Moving past p-values

I had a marathon review/revision session with my adviser last week regarding a manuscript I am working on - overall took 2 hours!

We were going round and round in circles, and finally 1.25 hours in we got to the piece of my paper that was really bugging my advisor: I did not have a single p-value in the entire paper. What followed was a really interesting exchange that I think highlights some of the issues that are behind scientific research, especially in agriculture, using out-of-date statistics.

The issue

My adviser was trained in the worst of the frequentist school of statistical thought, namely:

  • p-values are an indication of whether or not an effect is “real”. If the calculated p-value is < 0.05, the effect is “real” and if > 0.05 it is not “real”.

  • An analysis is made more trust-worthy by excluding data that might not be representative, reliable, or both. This exclusion can happen after the first round of analysis. Rather than

  • You do not present/discuss non-significant results.

I say this is the worst of the frequentist school, though it is not really frequentist in nature - rather it is a result of the Null-Hypothesis Significance Testing framework (See Andrew Gelman’s excellent blog for many discussions and examples of the perils of NHST). Similar evils can are possible under the Bayesian framework.

By contrast, my manuscript introduces two well documented, well-supported by theory dynamics/effects, and measures each using a multileveling framework that averages over uncertainty introduced by many factors. The estimates and credible intervals are presented and the implications of each are discussed. There is no discussion of whether or not an effect is “real”, rather the paper assumes each effect is “real” and measures them.

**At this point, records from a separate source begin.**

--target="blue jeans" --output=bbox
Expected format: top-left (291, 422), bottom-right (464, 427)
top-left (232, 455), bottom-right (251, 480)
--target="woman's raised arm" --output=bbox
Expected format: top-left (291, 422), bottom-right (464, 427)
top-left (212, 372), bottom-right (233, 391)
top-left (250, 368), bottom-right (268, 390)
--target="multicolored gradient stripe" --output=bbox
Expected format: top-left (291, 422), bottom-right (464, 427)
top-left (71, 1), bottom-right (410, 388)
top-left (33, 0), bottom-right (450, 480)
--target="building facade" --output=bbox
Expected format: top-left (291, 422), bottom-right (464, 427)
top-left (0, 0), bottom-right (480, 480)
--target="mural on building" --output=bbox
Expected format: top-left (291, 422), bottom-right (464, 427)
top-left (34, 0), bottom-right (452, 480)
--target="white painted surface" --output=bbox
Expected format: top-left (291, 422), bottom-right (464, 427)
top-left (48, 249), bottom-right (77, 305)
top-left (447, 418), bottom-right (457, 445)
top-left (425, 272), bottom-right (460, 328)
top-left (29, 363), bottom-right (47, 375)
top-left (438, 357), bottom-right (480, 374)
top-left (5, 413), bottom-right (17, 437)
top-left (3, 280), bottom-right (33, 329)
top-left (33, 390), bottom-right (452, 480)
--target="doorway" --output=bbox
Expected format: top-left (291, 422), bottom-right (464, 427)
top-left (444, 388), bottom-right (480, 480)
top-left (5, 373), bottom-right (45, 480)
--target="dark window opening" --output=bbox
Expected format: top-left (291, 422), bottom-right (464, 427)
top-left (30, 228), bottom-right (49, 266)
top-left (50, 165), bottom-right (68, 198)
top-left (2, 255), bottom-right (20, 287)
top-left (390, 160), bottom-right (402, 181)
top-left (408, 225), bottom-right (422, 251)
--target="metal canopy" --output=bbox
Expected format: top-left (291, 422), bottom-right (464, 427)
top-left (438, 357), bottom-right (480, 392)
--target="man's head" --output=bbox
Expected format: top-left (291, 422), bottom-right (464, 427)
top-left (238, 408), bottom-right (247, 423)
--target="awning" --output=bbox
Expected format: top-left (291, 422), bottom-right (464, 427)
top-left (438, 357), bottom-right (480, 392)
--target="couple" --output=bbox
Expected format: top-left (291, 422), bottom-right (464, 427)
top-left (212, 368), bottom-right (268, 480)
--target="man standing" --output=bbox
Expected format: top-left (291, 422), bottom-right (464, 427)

It makes sense why my adviser would struggle with this: Under his framework, 0 is of critical importance because NS results are not discussed. Under mine, 0 is just another number.

Next steps

This is fine and all, but most of the above re-hashes the conversations on Andrew Gelman’s blog as well as countless others (e.g., Blinding Us to the Obvious?) - it is not really new except that it is new to me. For me, what was before an academic discussion is now very real to me, and I need to figure out how to proceed. The following are a few observations from my conversations with my adviser.

  1. Principles cannot replace rules: Applied scientists are busy folks, and they need* a set of rules to guide their use of statistics as a shortcut to learning statistics from first principles. The rules above have worked because there was sufficient weight behind them: Experts said this is how you should operate to find the Truth. By contrast, my arguments that relied on principles did not make much headway. While I originally was quite frustrated by this, the more I think about it, the more understandable it is. As Andrew Gelman has said, applied statistics is all about defaults, and we just need to shift the defaults.

  2. Science moves slowly: Ken Cassman once told me that science moves forward on the backs of grad students - they are the ones trying new things, learning the cutting-edge methods, and ultimately doing most of the actual research. PIs steady the ship (and pay for it) and keep grad students from getting too far into the weeds. This is all fine, except that PIs hold the keys to publication, and publication is the key to advancement. So there is this tension between what the PIs/publications will accept, and what is actually modern best practice.

  3. We need some guidelines to adapt practice: So there are (understandably) brakes keeping things from moving too quickly, but there is also a need to move science towards using more robust methods. Towards that goal, I think we need some rules on how to evaluate new methods. Anyone want to write this?

* “need” might be a bit strong - appreciate?